Share your dilemmas and get honest opinions from other Mumsnetters.

In being surprised that apparently 98% of UK women under 25 have no pubic hair at all?

849 replies

Longstocking2 · 04/01/2011 23:52

Is that true?

A friend who is a practice nurse says she presumes it's just a fashion. None of her women under 25 who come for smear tests have any pubic hair.. all shaved, shorn, waxed to nada.

Obviously that's fine but it seems a little universal to me. Aren't there any rebels out there?
Is it just for the boys they do it?

Does the image not come from porn originally?

{shock]
Confused
would love to be enlightened!
Clearly I'm over 25 Grin

OP posts:
Lonnie · 05/01/2011 18:23

I have read 10 pages of this not going throughthe last 9 but I am wondering. I have noticed in porn there is often a VERY hairy down there woman to that is anotehr kink that some find attractive..
Does that mean those of you whom never shaves are also influenced by Porn?

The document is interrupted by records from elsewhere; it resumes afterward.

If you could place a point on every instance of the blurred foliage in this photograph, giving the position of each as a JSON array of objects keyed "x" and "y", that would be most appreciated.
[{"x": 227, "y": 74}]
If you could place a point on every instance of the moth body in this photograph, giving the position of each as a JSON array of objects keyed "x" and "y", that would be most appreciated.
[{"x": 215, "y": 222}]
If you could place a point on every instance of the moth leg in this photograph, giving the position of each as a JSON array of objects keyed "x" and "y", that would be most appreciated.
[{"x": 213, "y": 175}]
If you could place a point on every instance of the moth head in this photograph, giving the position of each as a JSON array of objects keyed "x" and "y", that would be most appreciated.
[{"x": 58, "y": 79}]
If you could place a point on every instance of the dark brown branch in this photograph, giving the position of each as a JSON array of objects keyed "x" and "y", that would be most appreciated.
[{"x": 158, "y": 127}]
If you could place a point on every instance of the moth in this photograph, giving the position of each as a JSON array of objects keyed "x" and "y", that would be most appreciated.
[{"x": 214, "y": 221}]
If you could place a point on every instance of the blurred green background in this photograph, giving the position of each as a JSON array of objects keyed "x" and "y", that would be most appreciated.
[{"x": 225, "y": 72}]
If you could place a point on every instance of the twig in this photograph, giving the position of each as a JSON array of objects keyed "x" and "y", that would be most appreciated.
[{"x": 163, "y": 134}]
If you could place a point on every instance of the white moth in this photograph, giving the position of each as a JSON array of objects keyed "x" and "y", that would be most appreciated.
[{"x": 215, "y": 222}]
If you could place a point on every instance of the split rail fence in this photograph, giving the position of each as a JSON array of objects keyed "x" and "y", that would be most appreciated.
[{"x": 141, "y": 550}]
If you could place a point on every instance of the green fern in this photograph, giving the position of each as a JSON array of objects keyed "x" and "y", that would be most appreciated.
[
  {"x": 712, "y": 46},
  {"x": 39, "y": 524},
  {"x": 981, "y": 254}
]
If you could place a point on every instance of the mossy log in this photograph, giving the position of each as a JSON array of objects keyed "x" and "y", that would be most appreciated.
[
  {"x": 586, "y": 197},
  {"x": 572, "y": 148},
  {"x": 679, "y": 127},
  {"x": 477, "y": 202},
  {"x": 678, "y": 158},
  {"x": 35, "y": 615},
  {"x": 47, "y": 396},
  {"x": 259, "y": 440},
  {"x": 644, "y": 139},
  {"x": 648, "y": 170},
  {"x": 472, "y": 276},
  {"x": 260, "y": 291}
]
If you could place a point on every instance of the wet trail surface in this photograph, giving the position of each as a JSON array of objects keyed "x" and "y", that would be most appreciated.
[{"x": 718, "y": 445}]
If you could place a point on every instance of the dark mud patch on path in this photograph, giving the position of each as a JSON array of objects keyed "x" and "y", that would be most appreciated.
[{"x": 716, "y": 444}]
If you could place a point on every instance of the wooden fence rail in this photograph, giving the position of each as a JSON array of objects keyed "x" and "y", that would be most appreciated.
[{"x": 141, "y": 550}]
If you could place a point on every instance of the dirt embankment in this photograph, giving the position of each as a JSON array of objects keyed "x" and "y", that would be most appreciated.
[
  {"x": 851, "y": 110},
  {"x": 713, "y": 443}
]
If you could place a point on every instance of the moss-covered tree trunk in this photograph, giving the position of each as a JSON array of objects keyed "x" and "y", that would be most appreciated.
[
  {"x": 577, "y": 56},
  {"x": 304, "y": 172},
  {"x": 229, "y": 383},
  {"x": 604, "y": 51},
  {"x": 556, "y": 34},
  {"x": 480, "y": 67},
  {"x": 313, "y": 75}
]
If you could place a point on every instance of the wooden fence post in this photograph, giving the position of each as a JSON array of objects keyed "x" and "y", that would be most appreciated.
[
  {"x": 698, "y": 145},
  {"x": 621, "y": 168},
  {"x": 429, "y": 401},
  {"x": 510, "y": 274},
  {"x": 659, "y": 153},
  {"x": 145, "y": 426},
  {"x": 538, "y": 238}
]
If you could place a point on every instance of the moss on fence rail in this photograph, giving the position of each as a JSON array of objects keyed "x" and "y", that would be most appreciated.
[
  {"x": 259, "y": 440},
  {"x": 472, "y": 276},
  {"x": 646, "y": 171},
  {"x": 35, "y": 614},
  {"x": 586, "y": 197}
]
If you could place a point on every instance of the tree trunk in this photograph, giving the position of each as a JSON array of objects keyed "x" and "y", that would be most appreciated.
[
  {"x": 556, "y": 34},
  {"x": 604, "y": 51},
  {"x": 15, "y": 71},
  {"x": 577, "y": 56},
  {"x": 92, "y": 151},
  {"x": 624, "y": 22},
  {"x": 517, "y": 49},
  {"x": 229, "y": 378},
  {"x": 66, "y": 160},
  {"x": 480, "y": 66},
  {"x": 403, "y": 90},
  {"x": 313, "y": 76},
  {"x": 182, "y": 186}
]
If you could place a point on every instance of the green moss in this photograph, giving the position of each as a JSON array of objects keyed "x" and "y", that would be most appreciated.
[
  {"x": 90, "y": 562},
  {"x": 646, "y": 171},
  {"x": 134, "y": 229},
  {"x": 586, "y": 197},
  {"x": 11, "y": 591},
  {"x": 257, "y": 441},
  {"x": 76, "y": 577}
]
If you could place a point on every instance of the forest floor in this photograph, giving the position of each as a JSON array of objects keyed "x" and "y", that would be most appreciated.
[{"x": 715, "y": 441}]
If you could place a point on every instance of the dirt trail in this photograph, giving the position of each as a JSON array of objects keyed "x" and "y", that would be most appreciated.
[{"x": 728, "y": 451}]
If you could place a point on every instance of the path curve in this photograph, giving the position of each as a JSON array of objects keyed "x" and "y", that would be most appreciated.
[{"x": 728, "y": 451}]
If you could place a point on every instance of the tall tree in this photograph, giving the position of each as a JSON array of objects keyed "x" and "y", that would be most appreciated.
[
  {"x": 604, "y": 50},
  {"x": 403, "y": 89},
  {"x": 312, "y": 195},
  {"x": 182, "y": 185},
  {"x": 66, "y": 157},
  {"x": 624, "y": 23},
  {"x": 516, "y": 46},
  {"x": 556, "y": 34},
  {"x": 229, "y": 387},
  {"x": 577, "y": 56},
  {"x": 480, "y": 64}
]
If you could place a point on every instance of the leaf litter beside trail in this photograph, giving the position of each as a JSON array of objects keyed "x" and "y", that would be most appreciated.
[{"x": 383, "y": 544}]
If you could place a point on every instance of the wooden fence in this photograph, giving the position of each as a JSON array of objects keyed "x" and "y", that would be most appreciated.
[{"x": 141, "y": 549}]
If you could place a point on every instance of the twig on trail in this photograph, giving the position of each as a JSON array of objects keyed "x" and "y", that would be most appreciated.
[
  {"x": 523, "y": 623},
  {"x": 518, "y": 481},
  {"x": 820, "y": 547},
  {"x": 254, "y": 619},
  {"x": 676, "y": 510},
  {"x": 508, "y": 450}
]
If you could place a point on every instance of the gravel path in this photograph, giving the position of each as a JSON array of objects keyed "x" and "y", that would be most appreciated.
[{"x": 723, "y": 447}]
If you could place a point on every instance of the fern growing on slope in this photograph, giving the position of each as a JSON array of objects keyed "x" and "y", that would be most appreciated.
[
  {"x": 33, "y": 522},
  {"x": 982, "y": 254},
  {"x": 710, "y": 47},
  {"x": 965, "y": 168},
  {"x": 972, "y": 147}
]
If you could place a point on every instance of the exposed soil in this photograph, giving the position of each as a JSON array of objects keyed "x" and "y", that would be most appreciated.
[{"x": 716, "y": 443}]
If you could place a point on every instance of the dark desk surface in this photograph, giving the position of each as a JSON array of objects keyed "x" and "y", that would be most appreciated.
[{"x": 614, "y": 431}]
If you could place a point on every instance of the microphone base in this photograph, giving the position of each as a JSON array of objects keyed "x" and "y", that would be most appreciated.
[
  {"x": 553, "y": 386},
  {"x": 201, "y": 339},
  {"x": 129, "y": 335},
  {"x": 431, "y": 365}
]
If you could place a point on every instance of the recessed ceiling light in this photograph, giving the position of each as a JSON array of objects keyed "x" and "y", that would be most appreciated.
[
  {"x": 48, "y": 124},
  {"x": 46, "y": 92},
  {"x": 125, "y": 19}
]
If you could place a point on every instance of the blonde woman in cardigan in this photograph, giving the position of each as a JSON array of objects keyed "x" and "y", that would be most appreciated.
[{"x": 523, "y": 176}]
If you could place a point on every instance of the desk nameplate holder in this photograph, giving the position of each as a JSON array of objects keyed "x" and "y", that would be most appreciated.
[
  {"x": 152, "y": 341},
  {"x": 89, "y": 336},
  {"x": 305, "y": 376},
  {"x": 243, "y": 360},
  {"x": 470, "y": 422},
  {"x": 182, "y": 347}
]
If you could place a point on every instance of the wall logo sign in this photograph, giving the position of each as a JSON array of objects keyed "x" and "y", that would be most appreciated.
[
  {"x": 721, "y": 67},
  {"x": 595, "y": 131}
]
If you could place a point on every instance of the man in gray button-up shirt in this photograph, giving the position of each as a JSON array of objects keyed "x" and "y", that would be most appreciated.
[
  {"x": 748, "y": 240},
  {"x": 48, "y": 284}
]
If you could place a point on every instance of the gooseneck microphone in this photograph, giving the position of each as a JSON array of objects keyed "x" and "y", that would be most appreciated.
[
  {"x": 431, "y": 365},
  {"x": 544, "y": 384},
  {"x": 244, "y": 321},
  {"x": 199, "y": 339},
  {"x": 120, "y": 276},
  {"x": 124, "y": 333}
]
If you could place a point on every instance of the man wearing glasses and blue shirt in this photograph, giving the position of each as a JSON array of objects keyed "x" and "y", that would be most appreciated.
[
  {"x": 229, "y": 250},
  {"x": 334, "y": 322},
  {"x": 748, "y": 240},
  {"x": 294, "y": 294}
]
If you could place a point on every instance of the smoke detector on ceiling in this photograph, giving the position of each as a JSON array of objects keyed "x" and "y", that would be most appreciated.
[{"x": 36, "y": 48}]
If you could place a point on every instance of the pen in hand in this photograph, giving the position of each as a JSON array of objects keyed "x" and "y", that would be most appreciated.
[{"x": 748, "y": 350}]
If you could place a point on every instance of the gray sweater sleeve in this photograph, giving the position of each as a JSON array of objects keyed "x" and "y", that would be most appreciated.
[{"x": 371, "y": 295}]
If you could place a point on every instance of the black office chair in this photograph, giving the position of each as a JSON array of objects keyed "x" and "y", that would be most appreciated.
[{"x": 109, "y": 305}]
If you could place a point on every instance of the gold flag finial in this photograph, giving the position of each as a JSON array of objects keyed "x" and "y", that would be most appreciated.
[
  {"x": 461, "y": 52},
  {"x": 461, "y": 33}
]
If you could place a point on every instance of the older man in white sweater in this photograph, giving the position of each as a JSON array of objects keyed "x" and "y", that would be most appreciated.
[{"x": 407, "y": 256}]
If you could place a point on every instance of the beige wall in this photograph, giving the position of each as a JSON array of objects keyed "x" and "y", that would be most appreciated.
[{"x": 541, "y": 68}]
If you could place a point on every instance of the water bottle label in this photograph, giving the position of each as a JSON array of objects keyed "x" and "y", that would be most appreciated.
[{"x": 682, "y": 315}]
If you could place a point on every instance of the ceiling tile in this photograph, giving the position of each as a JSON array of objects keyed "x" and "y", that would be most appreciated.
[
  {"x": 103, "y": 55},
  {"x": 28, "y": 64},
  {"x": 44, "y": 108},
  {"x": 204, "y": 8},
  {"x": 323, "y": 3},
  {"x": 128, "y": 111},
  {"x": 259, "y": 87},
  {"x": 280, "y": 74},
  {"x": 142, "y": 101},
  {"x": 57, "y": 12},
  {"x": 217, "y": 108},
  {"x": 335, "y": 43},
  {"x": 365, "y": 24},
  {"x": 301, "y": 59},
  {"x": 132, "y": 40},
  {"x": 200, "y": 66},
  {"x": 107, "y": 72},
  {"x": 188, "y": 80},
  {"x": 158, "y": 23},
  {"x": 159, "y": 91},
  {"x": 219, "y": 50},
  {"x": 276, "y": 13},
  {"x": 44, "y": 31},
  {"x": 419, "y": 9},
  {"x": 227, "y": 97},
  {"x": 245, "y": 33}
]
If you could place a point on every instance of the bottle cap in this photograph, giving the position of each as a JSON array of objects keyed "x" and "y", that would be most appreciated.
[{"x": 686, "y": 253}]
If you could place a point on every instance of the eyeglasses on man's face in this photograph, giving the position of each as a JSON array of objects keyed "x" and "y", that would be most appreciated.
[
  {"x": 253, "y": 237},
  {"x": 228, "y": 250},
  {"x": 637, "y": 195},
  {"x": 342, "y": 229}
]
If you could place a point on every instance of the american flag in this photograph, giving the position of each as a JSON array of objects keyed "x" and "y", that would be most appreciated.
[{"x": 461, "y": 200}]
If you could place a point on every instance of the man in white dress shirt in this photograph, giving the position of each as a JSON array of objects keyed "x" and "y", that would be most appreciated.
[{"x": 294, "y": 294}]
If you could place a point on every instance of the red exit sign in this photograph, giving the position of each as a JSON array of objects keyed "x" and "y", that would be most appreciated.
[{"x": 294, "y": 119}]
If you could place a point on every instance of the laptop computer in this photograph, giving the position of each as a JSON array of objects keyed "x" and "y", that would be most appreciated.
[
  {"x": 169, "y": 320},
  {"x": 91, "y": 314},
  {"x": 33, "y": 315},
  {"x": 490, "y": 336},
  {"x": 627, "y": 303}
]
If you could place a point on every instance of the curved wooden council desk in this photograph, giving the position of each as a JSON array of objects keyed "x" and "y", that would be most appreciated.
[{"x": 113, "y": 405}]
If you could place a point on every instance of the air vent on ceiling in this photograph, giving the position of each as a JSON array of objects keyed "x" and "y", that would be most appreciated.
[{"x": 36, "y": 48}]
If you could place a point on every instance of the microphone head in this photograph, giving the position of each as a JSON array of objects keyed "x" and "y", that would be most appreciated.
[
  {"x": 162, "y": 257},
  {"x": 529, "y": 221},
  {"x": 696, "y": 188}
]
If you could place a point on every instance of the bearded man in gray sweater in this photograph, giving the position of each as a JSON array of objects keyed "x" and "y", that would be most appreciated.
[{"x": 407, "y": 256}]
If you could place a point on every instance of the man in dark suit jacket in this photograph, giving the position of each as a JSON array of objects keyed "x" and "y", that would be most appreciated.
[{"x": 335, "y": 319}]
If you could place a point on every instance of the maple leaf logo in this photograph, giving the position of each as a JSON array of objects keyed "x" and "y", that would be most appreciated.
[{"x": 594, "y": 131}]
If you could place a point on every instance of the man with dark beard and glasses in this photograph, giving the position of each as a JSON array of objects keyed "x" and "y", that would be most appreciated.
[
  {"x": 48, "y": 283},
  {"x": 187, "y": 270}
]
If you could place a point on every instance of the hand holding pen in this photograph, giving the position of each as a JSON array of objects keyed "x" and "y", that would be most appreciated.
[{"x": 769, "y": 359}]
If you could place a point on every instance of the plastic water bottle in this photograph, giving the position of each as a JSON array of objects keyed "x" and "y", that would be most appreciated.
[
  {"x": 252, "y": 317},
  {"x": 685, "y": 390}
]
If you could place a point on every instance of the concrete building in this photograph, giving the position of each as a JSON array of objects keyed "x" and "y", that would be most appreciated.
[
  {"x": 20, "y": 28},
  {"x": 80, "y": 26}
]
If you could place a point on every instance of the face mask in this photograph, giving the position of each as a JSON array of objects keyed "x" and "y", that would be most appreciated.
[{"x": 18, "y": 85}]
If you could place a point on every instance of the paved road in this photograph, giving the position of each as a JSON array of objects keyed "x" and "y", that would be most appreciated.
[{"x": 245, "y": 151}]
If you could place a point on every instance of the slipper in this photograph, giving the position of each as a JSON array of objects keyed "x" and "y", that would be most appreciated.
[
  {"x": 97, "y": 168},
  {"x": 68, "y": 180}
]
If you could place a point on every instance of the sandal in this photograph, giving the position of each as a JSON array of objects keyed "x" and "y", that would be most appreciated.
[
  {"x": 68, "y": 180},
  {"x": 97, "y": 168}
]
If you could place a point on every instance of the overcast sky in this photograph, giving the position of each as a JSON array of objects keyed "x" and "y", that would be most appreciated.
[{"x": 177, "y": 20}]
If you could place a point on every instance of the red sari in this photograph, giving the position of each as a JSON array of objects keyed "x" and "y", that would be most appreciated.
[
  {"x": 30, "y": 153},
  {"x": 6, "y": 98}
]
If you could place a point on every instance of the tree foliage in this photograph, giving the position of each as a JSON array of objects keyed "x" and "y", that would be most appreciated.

to those of you whom claims that those that are bare are trying to look prepubisient I PROMISE you there are MANY differences when you have grown up to what you looked like back then. hair isnt the only thing that changes

soggy14 · 05/01/2011 18:23

'discloses another disturbing trend, .... Vile little people.'

nurseblade · 05/01/2011 18:32

How much porn do you watch Dittany? You must watch far more than me and I watch a lot. In the porn I watch you see a variety of pubic styles.

JaneS · 05/01/2011 18:33

I haven't waded through the whole thread, but I am 26 and I've never had it all off (rarely trimmed, either). Most women I know who're my age associate it with the orange face/fake nail look - until I came on MN I thought it was about as likely to cross over from porn to normality as huge fake boobs.

ChippingIn · 05/01/2011 18:34

Libero Wed 05-Jan-11 14:10:24
Perhaps I ought to rephrase it as an opinion expressed in a way I find to be oppressive. By denigrating or denying me my personal beliefs which harm no one and affect just me and by trying to reinterpret or label them in a way which I find offensive, to me, that is just as bad as a man or woman trying to force me to think or do something which I have actively chosen not to want/do.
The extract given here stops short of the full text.